RES-2190: Fix labels set to -100 in finetuning tasks

numenta / nupic.research

Experimental algorithms. Unsupported.

https://nupicresearch.readthedocs.io

GNU Affero General Public License v3.0

104 stars 60 forks source link

RES-2190: Fix labels set to -100 in finetuning tasks #517

Closed benja-matic closed 3 years ago

benja-matic commented 3 years ago

Regarding RES-2190. Looks like HuggingFace trainer looks at args.dataloader_drop_last for train, and eval loaders. Workaround is to turn flip that to False during evaluation in compute_metrics_task, flip it back to True at the end (if it was originally true).

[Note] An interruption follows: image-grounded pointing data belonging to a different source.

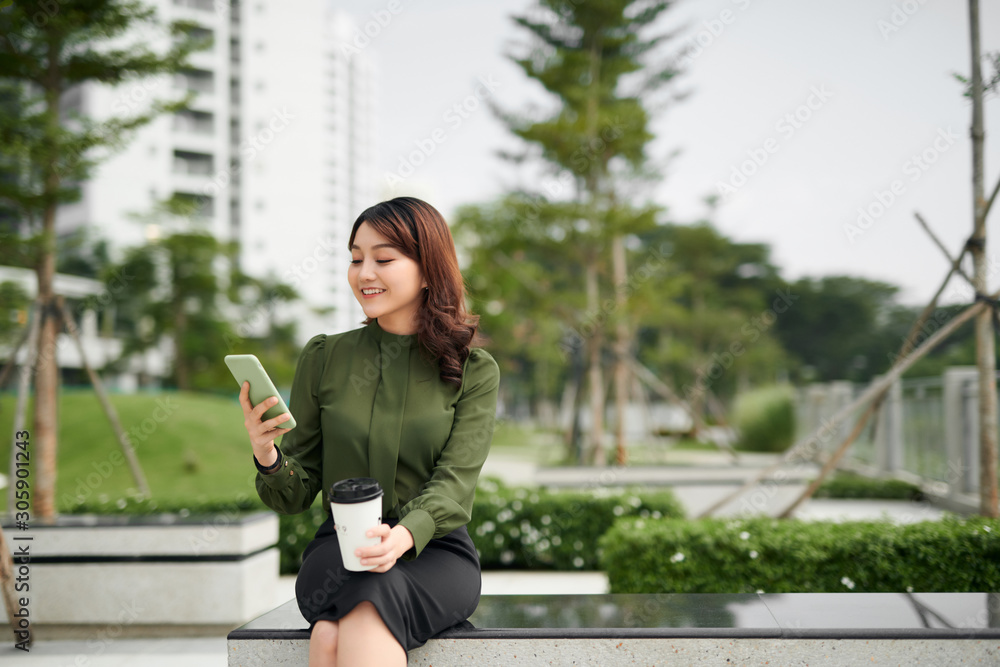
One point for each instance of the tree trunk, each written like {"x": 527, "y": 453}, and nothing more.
{"x": 985, "y": 337}
{"x": 181, "y": 374}
{"x": 594, "y": 343}
{"x": 621, "y": 372}
{"x": 46, "y": 418}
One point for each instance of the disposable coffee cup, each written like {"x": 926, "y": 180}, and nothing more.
{"x": 357, "y": 508}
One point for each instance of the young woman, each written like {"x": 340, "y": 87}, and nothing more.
{"x": 407, "y": 400}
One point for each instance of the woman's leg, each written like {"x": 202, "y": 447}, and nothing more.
{"x": 365, "y": 640}
{"x": 323, "y": 644}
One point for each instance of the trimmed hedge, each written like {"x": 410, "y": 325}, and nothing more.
{"x": 754, "y": 555}
{"x": 512, "y": 527}
{"x": 522, "y": 528}
{"x": 536, "y": 529}
{"x": 852, "y": 485}
{"x": 765, "y": 419}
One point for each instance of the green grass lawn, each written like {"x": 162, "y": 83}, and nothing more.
{"x": 191, "y": 447}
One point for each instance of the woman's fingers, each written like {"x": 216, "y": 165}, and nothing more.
{"x": 382, "y": 555}
{"x": 245, "y": 399}
{"x": 272, "y": 424}
{"x": 264, "y": 406}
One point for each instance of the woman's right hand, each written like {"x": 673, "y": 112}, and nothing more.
{"x": 262, "y": 433}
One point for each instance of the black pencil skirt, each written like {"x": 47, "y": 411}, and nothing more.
{"x": 416, "y": 599}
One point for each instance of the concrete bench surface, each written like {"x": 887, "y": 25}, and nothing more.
{"x": 821, "y": 628}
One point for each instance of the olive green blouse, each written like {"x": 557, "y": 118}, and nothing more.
{"x": 369, "y": 403}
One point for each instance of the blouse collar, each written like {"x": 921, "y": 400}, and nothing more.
{"x": 382, "y": 336}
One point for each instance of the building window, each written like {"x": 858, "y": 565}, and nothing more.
{"x": 197, "y": 122}
{"x": 195, "y": 205}
{"x": 197, "y": 80}
{"x": 191, "y": 163}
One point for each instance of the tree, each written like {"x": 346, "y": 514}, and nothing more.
{"x": 843, "y": 328}
{"x": 715, "y": 330}
{"x": 985, "y": 337}
{"x": 591, "y": 58}
{"x": 185, "y": 286}
{"x": 47, "y": 49}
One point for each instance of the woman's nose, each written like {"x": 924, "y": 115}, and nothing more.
{"x": 367, "y": 270}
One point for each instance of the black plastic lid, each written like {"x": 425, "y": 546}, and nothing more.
{"x": 355, "y": 490}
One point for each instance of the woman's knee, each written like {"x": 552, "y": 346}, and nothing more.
{"x": 324, "y": 635}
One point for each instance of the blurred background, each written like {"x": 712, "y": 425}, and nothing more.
{"x": 661, "y": 208}
{"x": 694, "y": 231}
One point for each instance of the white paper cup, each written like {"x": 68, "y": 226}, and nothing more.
{"x": 357, "y": 508}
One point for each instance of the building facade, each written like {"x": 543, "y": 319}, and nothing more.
{"x": 276, "y": 152}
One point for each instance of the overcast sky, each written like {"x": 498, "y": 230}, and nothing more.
{"x": 808, "y": 111}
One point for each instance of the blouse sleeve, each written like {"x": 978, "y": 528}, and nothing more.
{"x": 445, "y": 501}
{"x": 294, "y": 486}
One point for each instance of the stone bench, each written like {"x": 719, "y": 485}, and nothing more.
{"x": 799, "y": 628}
{"x": 155, "y": 575}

A few minor ignorable formatting edits will merge in as well. Finally, there's a finetuning experiment for tiny_bert50k.

mvacaporale commented 3 years ago

Good find. The solution is simple and straightforward. Note, there could be others ways. For one, we could override get_eval_dataloader, but I think that would a bit cumbersome. I think yours will work quite well for our needs.

mvacaporale commented 3 years ago

@benja-matic Do you know how this change affects the fine-tuning results? We should probably rerun those from the README (including bert_1mi, bert_100k, sparse_80%_kd_onecycle_lr_rigl, and sparse_80%_kd_onecycle_lr) @lucasosouza What do you think? Is this necessary? My concern is that it may make it harder to contextualize new results if we don't rerun previous fine-tuning experiments. Or at the very least, we should rerun one or two just to make sure the results are negligibly affected.

benja-matic commented 3 years ago

@benja-matic Do you know how this change affects the fine-tuning results? We should probably rerun those from the README (including bert_1mi, bert_100k, sparse_80%_kd_onecycle_lr_rigl, and sparse_80%_kd_onecycle_lr) @lucasosouza What do you think? Is this necessary? My concern is that it may make it harder to contextualize new results if we don't rerun previous fine-tuning experiments. Or at the very least, we should rerun one or two just to make sure the results are negligibly affected.

@mvacaporale don't know just yet. I'm rerunning fine tuning on baseline models this afternoon.